NHLBI IN THE PRESS
Arteriosclerosis, Thrombosis, and Vascular Biology

A team of researchers says it has linked sensitivity to an allergen in red meat to the buildup of plaque in the arteries of the heart. While high saturated fat levels in red meat have long been known to contribute to heart disease for people in general, the new finding suggests that a subgroup of the population may be at heightened risk for a different reason – a food allergen. The study, which is partly funded by the NHLBI, appears in Arteriosclerosis, Thrombosis, and Vascular Biology (ATVB), a peer-reviewed journal of the American Heart Association.
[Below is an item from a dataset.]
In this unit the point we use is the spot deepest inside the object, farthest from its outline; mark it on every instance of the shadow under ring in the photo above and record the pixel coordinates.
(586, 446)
Only in recent years did scientists identify the main allergen in red meat, called galactose-α-1,3-galactose, or alpha-Gal, a type of complex sugar. They also found that a tick—the Lone Star tick—sensitizes people to this allergen when it bites them. That is why red meat allergies tend to be more common where these ticks are more prevalent, such as the Southeastern United States, but also extending to other areas, including Long Island, New York.

“While more studies are needed, the current work provides a potential new approach or target for preventing or treating heart disease in a subgroup of people who are sensitized to red meat,” said Ahmed Hasan, M.D., Ph.D., a medical officer and program director in NHLBI’s Atherothrombosis & Coronary Artery Disease Branch.